While many medical professionals work evenings and weekends, moving to seven-day working could prove challenging for pre-planned operations, the body said.
“It is important that health boards recognise the limits of the capacity of the NHS – further overstretching existing hard-pressed staff, medical or otherwise, will not serve any benefit to the NHS or to patient care,” a BMA spokesman said.
Tory MSP and party health spokesman Jackson Carlaw said that only now was the true damage caused by the deliberate waiting times manipulation becoming clear for patients in the Lothians.
“But I’m glad the health board is taking seriously the repair work needed, because it’s no less than patients in and around Edinburgh deserve,” he said.
The health board, which admits it does not have the resources to treat all of its patients itself, has struggled to cope with demand since the huge scandal was uncovered in 2012.
It was revealed statistics had been fiddled, leaving a previously hidden backlog of thousands who had waited too long for treatment. After progress had stalled, Mr Crombie was then brought in to mastermind a new approach.
A Scottish Government spokeswoman said it is working closely with “boards across Scotland to meet the 12-week treatment time guarantee”.

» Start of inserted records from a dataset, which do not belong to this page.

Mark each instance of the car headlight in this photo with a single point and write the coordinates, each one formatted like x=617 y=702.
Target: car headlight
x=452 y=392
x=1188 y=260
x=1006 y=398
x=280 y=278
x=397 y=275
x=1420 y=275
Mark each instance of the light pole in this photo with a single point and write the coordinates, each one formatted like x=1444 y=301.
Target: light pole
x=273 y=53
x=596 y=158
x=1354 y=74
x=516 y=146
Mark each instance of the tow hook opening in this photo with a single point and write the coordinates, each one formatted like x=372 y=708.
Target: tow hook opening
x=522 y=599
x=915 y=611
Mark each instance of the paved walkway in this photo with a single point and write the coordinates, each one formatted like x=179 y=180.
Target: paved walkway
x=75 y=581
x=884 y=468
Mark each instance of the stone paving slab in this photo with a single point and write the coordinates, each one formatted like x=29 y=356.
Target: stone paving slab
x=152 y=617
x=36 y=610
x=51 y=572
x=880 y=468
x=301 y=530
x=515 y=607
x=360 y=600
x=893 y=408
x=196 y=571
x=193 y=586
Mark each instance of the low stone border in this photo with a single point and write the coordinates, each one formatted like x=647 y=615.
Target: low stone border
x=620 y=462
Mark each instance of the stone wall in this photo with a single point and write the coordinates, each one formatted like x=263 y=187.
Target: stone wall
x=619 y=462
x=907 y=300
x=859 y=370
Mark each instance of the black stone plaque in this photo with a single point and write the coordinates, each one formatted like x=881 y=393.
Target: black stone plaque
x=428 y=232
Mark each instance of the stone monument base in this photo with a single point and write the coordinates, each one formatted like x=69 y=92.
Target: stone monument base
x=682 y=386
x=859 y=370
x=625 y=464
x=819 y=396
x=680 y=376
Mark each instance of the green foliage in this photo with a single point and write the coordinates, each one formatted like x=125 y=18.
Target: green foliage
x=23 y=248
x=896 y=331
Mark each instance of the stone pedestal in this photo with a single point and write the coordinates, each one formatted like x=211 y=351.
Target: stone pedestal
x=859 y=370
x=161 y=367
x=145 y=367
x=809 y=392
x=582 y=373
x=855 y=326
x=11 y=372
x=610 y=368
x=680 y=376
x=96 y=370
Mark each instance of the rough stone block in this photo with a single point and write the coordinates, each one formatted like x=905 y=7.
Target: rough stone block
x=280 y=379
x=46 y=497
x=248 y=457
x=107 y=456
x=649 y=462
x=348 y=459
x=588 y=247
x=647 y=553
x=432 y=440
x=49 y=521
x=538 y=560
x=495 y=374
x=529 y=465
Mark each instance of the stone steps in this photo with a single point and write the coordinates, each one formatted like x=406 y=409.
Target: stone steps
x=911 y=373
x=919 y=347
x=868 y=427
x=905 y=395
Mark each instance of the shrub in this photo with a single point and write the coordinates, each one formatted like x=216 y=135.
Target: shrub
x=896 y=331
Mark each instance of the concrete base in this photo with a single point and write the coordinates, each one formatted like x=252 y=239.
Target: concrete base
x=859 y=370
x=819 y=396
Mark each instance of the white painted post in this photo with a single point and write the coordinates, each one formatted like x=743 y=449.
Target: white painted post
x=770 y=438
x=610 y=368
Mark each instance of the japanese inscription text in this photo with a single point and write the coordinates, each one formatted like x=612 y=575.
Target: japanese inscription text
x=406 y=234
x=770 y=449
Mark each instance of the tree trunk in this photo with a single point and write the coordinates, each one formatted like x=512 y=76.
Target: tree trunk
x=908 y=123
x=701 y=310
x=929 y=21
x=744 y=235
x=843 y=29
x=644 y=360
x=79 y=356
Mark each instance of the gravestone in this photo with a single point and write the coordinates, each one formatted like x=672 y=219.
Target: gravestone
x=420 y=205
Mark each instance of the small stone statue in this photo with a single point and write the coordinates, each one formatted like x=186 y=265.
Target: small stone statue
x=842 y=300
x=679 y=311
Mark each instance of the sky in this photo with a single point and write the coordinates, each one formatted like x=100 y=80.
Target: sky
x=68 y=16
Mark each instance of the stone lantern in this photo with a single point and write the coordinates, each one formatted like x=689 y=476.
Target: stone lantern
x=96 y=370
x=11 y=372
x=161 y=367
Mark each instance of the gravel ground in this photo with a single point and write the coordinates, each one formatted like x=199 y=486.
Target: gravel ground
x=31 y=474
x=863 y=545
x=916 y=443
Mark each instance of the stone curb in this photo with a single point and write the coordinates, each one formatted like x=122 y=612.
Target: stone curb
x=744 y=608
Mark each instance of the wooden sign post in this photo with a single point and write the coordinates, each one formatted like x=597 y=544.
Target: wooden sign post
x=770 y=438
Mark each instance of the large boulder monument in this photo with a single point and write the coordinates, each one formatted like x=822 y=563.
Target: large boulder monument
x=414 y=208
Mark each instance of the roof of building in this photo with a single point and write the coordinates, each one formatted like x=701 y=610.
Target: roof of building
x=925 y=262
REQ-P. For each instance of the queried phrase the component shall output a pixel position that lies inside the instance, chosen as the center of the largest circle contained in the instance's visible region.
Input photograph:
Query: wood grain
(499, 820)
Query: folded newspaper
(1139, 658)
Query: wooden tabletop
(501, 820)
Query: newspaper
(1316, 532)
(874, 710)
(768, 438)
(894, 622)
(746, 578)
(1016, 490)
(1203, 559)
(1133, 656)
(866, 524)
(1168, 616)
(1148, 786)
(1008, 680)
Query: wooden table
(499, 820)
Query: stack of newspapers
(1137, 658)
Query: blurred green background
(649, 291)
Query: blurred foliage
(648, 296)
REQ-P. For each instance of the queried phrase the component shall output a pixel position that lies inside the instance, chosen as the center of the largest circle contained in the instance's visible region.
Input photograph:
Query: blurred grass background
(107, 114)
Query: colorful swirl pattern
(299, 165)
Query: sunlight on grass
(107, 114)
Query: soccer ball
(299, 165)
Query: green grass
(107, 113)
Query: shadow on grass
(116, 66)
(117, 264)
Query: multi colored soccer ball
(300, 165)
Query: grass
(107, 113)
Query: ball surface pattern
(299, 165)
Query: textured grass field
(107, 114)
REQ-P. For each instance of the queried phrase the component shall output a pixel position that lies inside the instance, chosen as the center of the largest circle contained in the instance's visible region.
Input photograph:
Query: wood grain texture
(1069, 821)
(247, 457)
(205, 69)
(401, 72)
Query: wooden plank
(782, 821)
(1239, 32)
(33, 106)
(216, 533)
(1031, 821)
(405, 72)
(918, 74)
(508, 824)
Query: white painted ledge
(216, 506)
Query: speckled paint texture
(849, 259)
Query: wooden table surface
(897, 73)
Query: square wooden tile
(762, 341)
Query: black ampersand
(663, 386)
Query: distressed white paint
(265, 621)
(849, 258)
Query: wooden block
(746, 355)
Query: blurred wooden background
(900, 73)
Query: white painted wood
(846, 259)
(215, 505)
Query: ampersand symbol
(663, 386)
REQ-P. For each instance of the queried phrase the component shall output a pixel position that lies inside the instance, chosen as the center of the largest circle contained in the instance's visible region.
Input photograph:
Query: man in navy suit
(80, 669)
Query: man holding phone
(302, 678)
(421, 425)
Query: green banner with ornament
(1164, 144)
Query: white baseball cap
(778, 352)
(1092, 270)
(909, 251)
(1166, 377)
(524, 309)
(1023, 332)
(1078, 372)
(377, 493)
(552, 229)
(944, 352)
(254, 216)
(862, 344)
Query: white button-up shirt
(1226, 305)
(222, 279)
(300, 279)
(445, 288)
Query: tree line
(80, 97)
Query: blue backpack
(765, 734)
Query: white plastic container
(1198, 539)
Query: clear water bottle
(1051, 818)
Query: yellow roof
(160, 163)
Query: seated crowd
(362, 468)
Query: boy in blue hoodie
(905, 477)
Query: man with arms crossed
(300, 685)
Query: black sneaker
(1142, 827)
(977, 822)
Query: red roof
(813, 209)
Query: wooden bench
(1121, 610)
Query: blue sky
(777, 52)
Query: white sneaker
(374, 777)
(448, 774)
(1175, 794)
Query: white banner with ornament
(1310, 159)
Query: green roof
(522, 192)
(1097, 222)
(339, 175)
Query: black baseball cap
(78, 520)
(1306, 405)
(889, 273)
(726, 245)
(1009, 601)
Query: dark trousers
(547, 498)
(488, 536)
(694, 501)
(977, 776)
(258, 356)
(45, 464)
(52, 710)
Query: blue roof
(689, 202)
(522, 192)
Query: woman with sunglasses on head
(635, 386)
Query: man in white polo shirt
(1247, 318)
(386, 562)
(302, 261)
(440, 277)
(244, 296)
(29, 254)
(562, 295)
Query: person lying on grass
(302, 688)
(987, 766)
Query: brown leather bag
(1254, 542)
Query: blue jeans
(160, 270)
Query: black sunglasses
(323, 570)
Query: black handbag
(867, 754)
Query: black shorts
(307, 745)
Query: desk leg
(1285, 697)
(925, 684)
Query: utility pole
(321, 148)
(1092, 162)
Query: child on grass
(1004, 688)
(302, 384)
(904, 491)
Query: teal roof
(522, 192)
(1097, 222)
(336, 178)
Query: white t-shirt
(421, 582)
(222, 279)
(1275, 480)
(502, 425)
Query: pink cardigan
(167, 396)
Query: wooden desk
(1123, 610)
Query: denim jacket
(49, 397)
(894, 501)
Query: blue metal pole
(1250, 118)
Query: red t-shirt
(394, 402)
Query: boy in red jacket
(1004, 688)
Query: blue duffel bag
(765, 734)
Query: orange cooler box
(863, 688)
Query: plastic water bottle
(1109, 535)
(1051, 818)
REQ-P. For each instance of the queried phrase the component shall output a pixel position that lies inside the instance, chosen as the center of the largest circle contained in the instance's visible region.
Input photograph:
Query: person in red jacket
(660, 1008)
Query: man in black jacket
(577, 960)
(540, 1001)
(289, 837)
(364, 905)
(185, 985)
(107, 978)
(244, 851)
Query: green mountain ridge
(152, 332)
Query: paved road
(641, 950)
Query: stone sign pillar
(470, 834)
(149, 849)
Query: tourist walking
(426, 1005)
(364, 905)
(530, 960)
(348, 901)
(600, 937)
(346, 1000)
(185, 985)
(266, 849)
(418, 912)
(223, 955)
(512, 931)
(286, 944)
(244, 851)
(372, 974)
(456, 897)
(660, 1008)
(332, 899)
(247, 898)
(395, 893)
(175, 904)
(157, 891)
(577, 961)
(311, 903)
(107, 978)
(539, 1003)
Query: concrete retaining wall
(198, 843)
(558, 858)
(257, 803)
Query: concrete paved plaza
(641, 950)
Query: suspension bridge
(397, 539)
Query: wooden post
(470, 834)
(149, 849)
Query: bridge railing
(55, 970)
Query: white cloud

She said: “We are aware of issues in NHS Lothian, which the current board have inherited and have their root in long-term problems which they are working hard to address.
“However, the current situation is not acceptable and we have informed the board that we will not accept any plans which accept an increase in patients missing any guarantee.”
She added: “Our policy is to distribute the maximum funds as early as we can in the financial year to help boards meet these targets. NHS Lothian will be receiving an uplift of £47m or 4.1 per cent in 2014/15.”
Will waiting times be back? Not if Jim Crombie can help it.
SCANDAL THAT SHOCKED A NATION
THE waiting times scandal emerged after NHS Lothian staff were caught inappropriately imposing “unavailability codes” on patient records.
The codes are meant to be used when a patient says they are unable to attend appointments for a certain period – for example because they are on holiday.
They may also be used if a patient says they are willing to wait longer to be seen by a particular surgeon or at a certain hospital.
However, NHS Lothian had been imposing them without patients’ knowledge, or because they declined reasonable treatment offers in England at short notice.
Following the scandal, NHS Lothian defined a “reasonable offer” as anywhere within 97-minute drive from the centre of Edinburgh.
It meant patients could have their “waiting times clock” reset if they declined treatment at a private hospital in Glasgow or the national NHS hospital in Clydebank.
But use of unavailability in NHS Lothian has become among the lowest in Scotland. Only NHS Forth Valley and NHS Fife use the codes in a lower number of cases.
In the Delivering for Patients document, it is stated that NHS Lothian wants to once again drive up the number of times codes are used.
It states “When patients opt not to be seen at a particular site or by an alternative clinician, unavailability can be applied.
“This unavailability is not being applied often in Lothian despite a proportion of patients declining treatment offered elsewhere.
“This means that patients are being reported as exceeding standards when it is not so.”